Short stories by Liana Millu, 1947

Smoke over Birkenau (1991; Il fumo di Birkenau, 1947) is a collection of six stories, each centered on a different woman. The women are prisoners at Birkenau, also known as Auschwitz II, a vast complex of barracks, gas chambers, and crematoriums about two miles from the older, smaller camp called Auschwitz I, near Kraków, Poland. Presumably each of the women underwent the selection process on the train ramp upon arrival and, because of her age, health, and strength, was chosen to enter the camp to perform forced labor until death. That selection process, involving forcible separation from most accompanying family members and the immediate gassing of those too young, old, or feeble to work, is not described here. Nor is the reader told when, how, and why the women, each from a different country, were arrested. Instead, author Liana Millu focuses entirely on the women's camp experiences and daily routines. Their stories are universal—the chronicles of prisoners in circumstances of extreme brutality and deprivation.

At the same time, the stories are historically unique. It is late 1944 at Birkenau, where most of the prisoners are confined not because of political or criminal activities but because they were born Jewish.
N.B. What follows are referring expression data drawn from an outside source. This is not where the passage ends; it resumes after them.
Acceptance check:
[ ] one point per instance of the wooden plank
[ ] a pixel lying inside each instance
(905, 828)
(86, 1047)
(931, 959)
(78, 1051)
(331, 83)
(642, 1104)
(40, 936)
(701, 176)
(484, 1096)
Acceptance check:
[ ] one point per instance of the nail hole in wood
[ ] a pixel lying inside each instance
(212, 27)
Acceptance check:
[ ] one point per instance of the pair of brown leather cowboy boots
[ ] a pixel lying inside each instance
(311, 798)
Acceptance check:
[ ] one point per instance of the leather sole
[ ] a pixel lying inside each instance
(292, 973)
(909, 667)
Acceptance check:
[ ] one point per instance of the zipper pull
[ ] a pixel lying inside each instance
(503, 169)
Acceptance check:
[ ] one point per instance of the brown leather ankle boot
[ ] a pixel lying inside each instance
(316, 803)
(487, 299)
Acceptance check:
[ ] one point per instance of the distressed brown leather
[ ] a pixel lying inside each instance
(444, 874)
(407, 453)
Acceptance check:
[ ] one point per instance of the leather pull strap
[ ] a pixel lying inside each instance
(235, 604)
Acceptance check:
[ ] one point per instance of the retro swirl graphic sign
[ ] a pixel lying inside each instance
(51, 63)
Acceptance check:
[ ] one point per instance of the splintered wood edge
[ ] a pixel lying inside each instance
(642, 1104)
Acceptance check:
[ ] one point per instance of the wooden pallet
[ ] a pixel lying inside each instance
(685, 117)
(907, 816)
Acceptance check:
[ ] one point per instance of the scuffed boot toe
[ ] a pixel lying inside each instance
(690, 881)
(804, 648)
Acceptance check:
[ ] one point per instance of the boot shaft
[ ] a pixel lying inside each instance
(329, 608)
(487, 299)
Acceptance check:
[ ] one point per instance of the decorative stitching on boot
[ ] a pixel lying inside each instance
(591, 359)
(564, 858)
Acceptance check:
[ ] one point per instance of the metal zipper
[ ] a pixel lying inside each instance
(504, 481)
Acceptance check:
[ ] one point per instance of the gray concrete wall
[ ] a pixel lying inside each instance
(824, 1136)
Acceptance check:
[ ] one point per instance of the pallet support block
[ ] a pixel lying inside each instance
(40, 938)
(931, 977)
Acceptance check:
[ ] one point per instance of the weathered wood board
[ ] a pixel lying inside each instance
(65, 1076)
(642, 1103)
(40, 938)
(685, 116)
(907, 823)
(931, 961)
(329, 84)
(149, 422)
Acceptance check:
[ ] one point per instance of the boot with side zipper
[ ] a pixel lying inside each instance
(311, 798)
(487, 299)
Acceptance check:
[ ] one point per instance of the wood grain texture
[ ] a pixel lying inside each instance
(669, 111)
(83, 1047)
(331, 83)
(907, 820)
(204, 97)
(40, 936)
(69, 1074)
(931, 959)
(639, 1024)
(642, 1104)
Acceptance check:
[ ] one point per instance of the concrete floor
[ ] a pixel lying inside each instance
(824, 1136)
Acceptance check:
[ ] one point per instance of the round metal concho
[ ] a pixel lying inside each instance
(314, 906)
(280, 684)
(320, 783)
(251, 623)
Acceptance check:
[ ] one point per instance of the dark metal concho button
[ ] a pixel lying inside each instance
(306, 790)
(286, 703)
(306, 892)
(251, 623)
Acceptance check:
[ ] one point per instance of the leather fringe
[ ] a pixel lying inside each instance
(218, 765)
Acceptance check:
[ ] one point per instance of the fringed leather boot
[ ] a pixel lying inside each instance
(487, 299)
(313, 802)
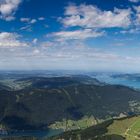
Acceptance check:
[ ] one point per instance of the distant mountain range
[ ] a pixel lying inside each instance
(42, 101)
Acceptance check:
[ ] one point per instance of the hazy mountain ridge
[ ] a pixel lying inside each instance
(76, 97)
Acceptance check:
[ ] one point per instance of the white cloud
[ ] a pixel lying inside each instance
(41, 18)
(35, 40)
(28, 20)
(8, 8)
(11, 40)
(77, 34)
(90, 16)
(25, 19)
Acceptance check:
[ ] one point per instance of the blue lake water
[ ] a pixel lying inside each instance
(133, 83)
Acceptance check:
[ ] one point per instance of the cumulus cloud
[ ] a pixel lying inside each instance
(8, 8)
(90, 16)
(11, 40)
(28, 20)
(77, 34)
(35, 40)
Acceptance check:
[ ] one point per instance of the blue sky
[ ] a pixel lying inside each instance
(95, 35)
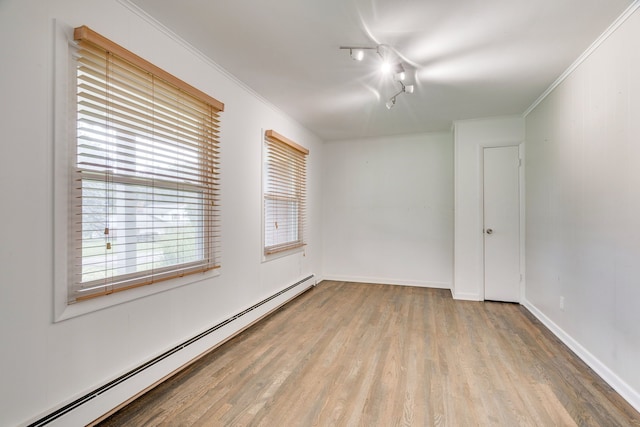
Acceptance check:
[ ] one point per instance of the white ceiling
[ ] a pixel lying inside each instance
(467, 58)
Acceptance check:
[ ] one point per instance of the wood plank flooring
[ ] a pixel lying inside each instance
(347, 354)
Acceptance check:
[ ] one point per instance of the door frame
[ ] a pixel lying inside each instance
(521, 172)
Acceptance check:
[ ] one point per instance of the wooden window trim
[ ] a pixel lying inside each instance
(87, 34)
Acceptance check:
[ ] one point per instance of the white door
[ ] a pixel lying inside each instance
(502, 224)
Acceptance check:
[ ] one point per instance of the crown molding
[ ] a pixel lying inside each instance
(592, 48)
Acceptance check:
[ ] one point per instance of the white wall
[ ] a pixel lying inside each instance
(388, 210)
(470, 137)
(583, 209)
(44, 364)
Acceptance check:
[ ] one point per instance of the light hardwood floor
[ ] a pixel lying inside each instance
(347, 354)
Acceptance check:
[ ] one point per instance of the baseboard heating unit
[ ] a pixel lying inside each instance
(303, 285)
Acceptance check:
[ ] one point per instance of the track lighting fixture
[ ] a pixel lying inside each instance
(389, 66)
(404, 89)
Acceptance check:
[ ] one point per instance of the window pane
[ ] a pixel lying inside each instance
(128, 228)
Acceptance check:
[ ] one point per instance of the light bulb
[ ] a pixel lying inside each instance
(390, 103)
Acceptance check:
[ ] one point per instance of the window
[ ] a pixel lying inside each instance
(144, 189)
(284, 192)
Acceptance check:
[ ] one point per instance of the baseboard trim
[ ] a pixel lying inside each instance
(618, 384)
(385, 281)
(91, 407)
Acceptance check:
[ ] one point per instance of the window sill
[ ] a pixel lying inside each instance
(64, 311)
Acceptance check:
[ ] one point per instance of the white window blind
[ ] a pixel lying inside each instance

At Birkenau the forced labor is absurd, the intent is to exterminate, and the sick and the weak will be murdered rather than cared for. As Primo Levi relates in his introduction to the 1986 Italian edition of Smoke over Birkenau, there was "above all the haunting presence of the crematoria, located right in the middle of the women's camp, inescapable, undeniable, their ungodly smoke rising from the chimneys to contaminate every day and every night, every moment of respite or illusion, every dream and timorous hope." And yet, the women dare to hope. Allied planes fly over the camp. The guns on the Russian front are audible. The war, they think, may end any day. They struggle to stay alive until then.

The stories of the six characters are also unique by gender. They could only have happened to women, not to men. There is no suggestion that the experiences of male prisoners at Birkenau were not equally horrible. The focus here is simply on women. A single narrator, also a female prisoner and surely based on the author herself, introduces the women. The reader meets, for example, gentle "Lili Marlene" from Hungary, doomed because she dares to remain feminine and attracts the attentions of her female kapo 's lover. Maria's terrifying secret is that she was undetectably pregnant when she arrived at the camp and wants to have her baby. Bruna, from Milan, arrives at Birkenau with her 13-year-old son, who is confined in the men's section and whom she sees only when their labor battalions pass each other in the evening. Their wrenching love and anguish affect all the women. Zina, a Russian, struggles to see her husband, rumored also to be at Birkenau. Gustine, from The Netherlands, rejects her beloved sister Lotti, who has chosen prostitution as a means of survival. And Lise, desperately hoping to survive for her husband at home, must decide whether to encourage the attentions of a male prisoner who can keep her alive at a price. As they deal with their personal problems, the women perform tedious but grueling labor, eat little, and struggle against filth, disease, exhaustion, and human cruelty. Despite all odds they fight to survive and retain their humanity.